Lunga aponta para a técnica Delphi, um método de previsão que usa respostas estruturadas coletadas de especialistas. Técnicas semelhantes são usadas em comunidades ao redor do mundo, ele observa, onde conselhos são coletados de grupos de anciãos, com base em experiências passadas. “Quando você quer seguir em frente, você olha para trás na história. Como as coisas eram então, e como as coisas foram resolvidas?” Wilfred explica.
A prática de contar histórias também pode servir a uma função crítica, ele explica: “Algumas histórias são fictícias, mas a ficção faz sua mente pensar em coisas que são deste mundo.

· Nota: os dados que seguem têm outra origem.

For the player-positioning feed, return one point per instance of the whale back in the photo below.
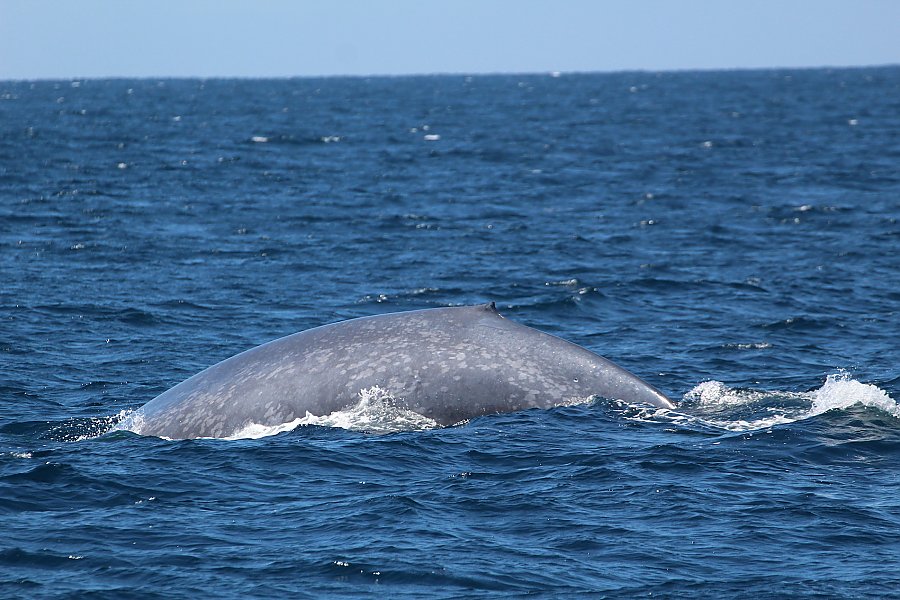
(448, 364)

Você descobre que histórias fictícias também são histórias reais.” As histórias podem fornecer lições e orientação sobre como abordar mudanças e questões morais – desempenhando um papel semelhante à análise histórica em exercícios de previsão.
Lunga enfatiza a importância da “participação real” das comunidades locais em exercícios de previsão. “Já estive em muitos fóruns onde, você descobre, dizemos que houve participação de pessoas vulneráveis – mas você descobre que elas não estão participando. Elas estão apenas lá”, ele diz. “Quando dizemos participação, queremos vê-las participando ativamente.”

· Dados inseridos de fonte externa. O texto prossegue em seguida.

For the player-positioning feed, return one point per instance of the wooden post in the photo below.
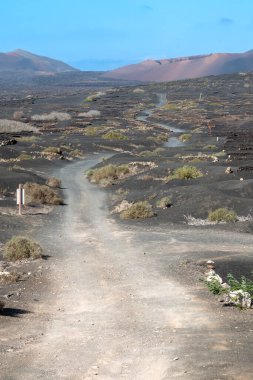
(20, 200)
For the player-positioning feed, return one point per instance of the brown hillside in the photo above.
(185, 68)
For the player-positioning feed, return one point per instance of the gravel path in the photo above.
(118, 308)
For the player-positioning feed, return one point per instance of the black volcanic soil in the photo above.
(216, 111)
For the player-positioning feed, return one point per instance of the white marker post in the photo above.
(20, 198)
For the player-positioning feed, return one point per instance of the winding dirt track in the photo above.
(118, 311)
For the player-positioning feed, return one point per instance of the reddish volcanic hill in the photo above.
(21, 60)
(185, 68)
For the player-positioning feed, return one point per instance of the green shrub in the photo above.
(20, 247)
(28, 139)
(164, 202)
(139, 210)
(93, 131)
(209, 147)
(24, 156)
(54, 182)
(52, 149)
(222, 215)
(185, 137)
(8, 277)
(215, 286)
(187, 172)
(41, 194)
(244, 284)
(114, 135)
(108, 172)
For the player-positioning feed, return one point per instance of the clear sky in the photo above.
(104, 34)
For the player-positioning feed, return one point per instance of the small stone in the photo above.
(228, 170)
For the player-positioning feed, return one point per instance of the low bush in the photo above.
(209, 147)
(114, 135)
(91, 113)
(20, 247)
(222, 215)
(139, 210)
(185, 137)
(24, 156)
(18, 115)
(108, 172)
(52, 149)
(41, 194)
(187, 172)
(13, 126)
(164, 202)
(8, 277)
(52, 116)
(28, 139)
(151, 153)
(53, 182)
(93, 131)
(162, 137)
(243, 284)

A ideia de trazer esses métodos para práticas de previsão formalizadas pode ser frequentemente descartada, ele acrescenta: “Em muitos fóruns, você ouvirá 'Queremos ciência. Não queremos histórias.'” Mas ele argumenta que esses métodos são construídos sobre os mesmos fundamentos – observação, prática e experimentação – e devem ser vistos e incluídos como ciência por si só. “Por mais que ensinemos abordagens de pesquisa da perspectiva da elite, também podemos infundir abordagens de pesquisa das comunidades locais”, ele diz.

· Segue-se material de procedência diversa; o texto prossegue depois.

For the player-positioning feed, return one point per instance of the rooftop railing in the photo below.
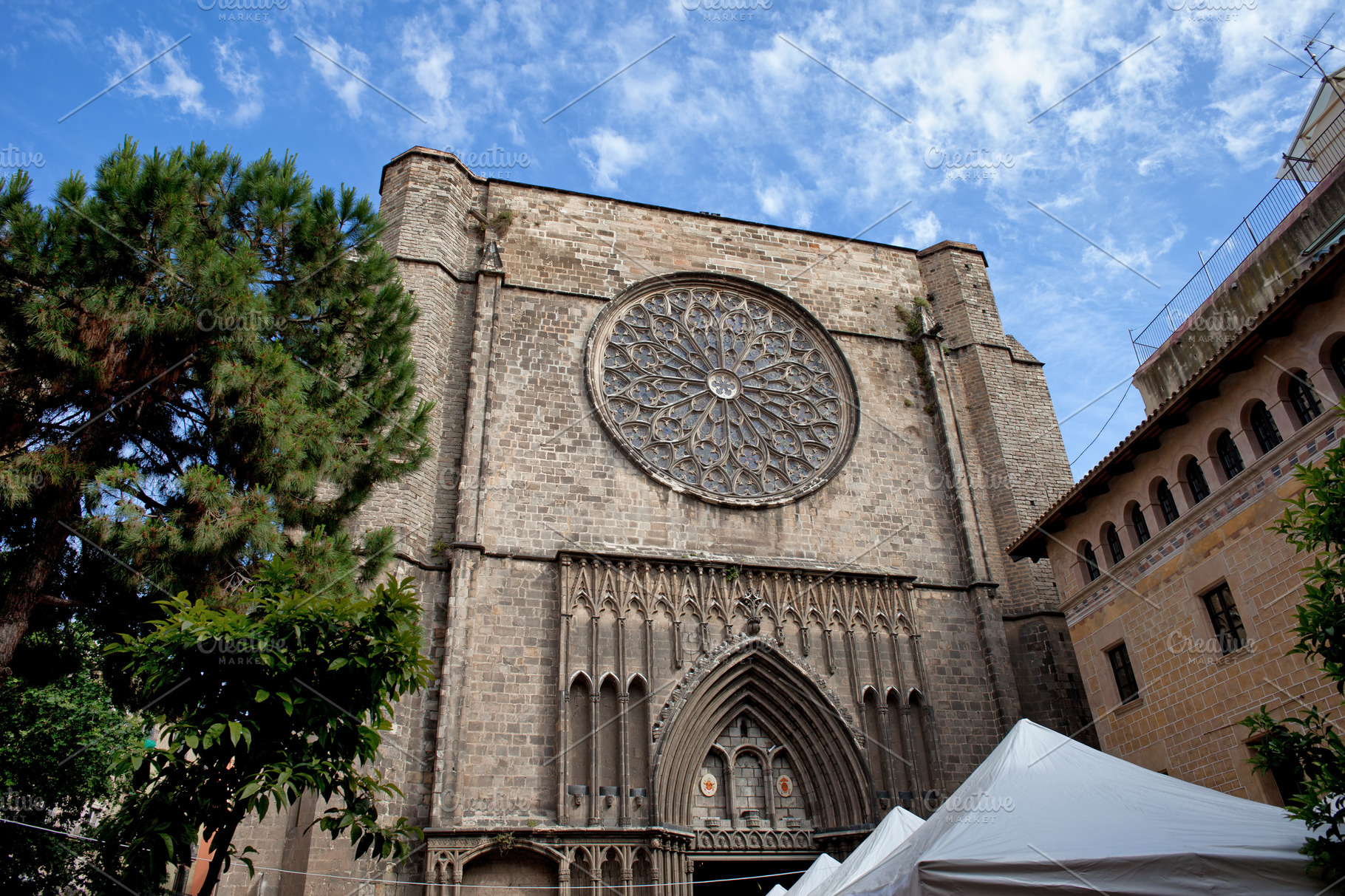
(1328, 147)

A previsão é uma ferramenta fundamental mencionada no documento do Secretário-Geral da ONU.Nossa Agenda Comum' relatório, que apela às organizações internacionais e aos estados para que utilizem práticas de previsão para abordar riscos sistémicos globais e apoiar o planeamento estratégico.
A pesquisa faz parte de uma colaboração entre o ISC e o Programa das Nações Unidas para o Meio Ambiente (PNUMA), que empreendeu um exercício de varredura e previsão do horizonte global com foco no futuro da saúde planetária e do bem-estar humano.
Navegando por novos horizontes – Um relatório de previsão global sobre a saúde planetária e o bem-estar humano
Programa das Nações Unidas para o Meio Ambiente (2024). Navegando em Novos Horizontes: Um relatório de previsão global sobre a saúde planetária e o bem-estar humano. Nairóbi. https://wedocs.unep.org/20.500.11822/45890
Download do relatórioA ampla colaboração PNUMA-ISC incluirá relatórios adicionais e uma série de webinars no final de 2024 para compartilhar e discutir as descobertas do projeto.